Georgia's cargo theft turnaround
Jackson, GA —
For several years Georgia was one of the top state's in the nation for cargo crime.
It turns out just about every electronic device, some medications,and even the food you buy is more expensive because of it..
But now the state has gone from being one of the worst for cargo theft, to a model other states now study.
The Georgia Bureau of Investigation says one major computer manufacturer told them it was adding $300 into the price of every computer sold, to cover theft loss.
That computer company also sent out a warning notice telling truckers to quit stopping in Georgia, and drive straight through.
With millions of dollars in fuel taxes and spending by truckers, and the state's reputation at stake state leaders knew something had to change.
The job of fighting back against cargo theft fell to GBI Special Agent John Cannon back in 2008.
"Very quickly, very quietly Georgia was ranked in the top 5 in the country for several years for cargo thefts. And that was the reason for the implementation of the GBI special theft unit."
As Ed Crowell with the Georgia Motor Trucking Association says stopping cargo theft is tough, because the victims and the theft rings are so mobile. "They can go commit a crime in one location, and then two days later be in a totally different location in another part of the state and do the same thing".
Or a trucker may be hundreds of miles away when they realize they were robbed.
The answer, a task force coordinated by the GBI to help different law enforcement agencies across the state work together to solve the theft cases across county lines. Cannon knew the stakes are high. "If you steal a truck load of computers you're talking several million dollars worth, or pharmaceuticals for example, any pharmaceutical load is going to be several million dollars worth".
It not only costs you more money, but it puts your family's health at risk too. That's because frozen food and pharmaceuticals don't always stay that way after they're stolen.

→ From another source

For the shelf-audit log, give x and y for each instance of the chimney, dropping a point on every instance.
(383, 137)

"So you could be buying food, you could be buying pharmaceuticals that are not safe any longer. Either they are not effective, or they're actually dangerous," says Crowell.. "The food can show up in restaurants, small stores, folks where someone is just making a purchase out the back door".

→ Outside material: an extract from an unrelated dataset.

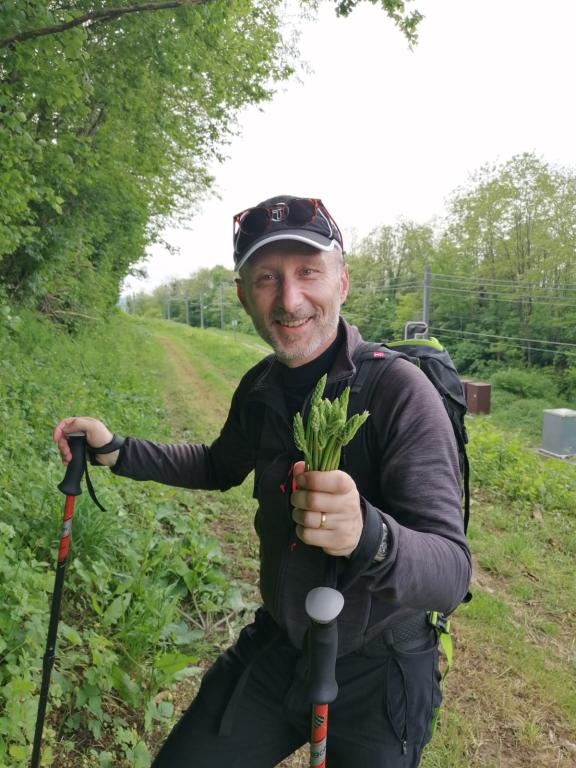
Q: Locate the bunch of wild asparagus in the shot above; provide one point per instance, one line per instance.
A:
(327, 430)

An important tool in the fight is CargoNet. It's a company that tracks thefts across the country to help companies and investigators coordinate their investigations.
In the middle Georgia region it shows 58 thefts between 2012 and 2016, but only 6 in the final year.

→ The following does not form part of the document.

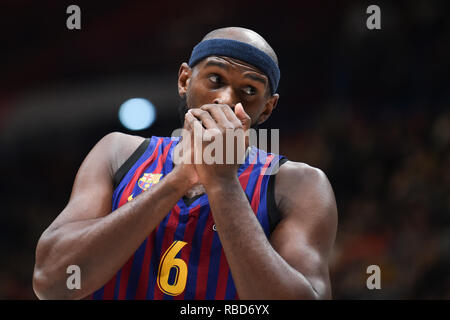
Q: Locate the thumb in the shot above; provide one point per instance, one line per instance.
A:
(242, 116)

Crowell says it's an impressive turnaround. "In all the time we've been involved we've never seen what Georgia's accomplished. We've had a 60% drop in overall cargo theft reports after the task force got up and running".
Agent Cannon says the thieves targeting the cargo use several different methods.
Sometimes, they'll steal the truck and trailer, take it to another location, and then hook the trailer to a different truck, so they can haul just about anywhere they want undetected.
There's also another tactic. Where thieves target a parked truck.. and steal part of the load. Loads are often marked with a plastic strip to show that the trailer wasn't opened in transit. By just walking a few hundred feet we found a handful of those strips on the ground by a wooded area in one truck stop parking lot.
"So the only reason for this to be on the ground here is someone probably broke into this truck?", I asked.
Cannon answered, "Somebody came up from probably in these woods right here, and snatched these off the back of a trailer, and took part of the load off the back of the trailer. There's no reason for these to be here other than a break-in".
But as the numbers show thefts in middle Georgia and other spots across the state are way down. The task force hit one ring in south Florida especially hard.
"Word kind of got out in south Florida that if you came to Georgia and you stole cargo that we would find you and bring you back to Georgia," says Cannon. "That was part of our strategy was to aggressively pursue these cargo thieves and basically make Georgia a hostile environment for them".
And like a load of cargo, that kind of word spreads around the country fast.
While the ability to work and coordinate theft information statewide is partly responsible for the success of the task force, there's also a lot of surveillance and old fashioned detective work that they use..
Agent Cannon says several times they've actually called to tell companies about items they recovered so quickly, the companies didn't even realize the items were missing yet.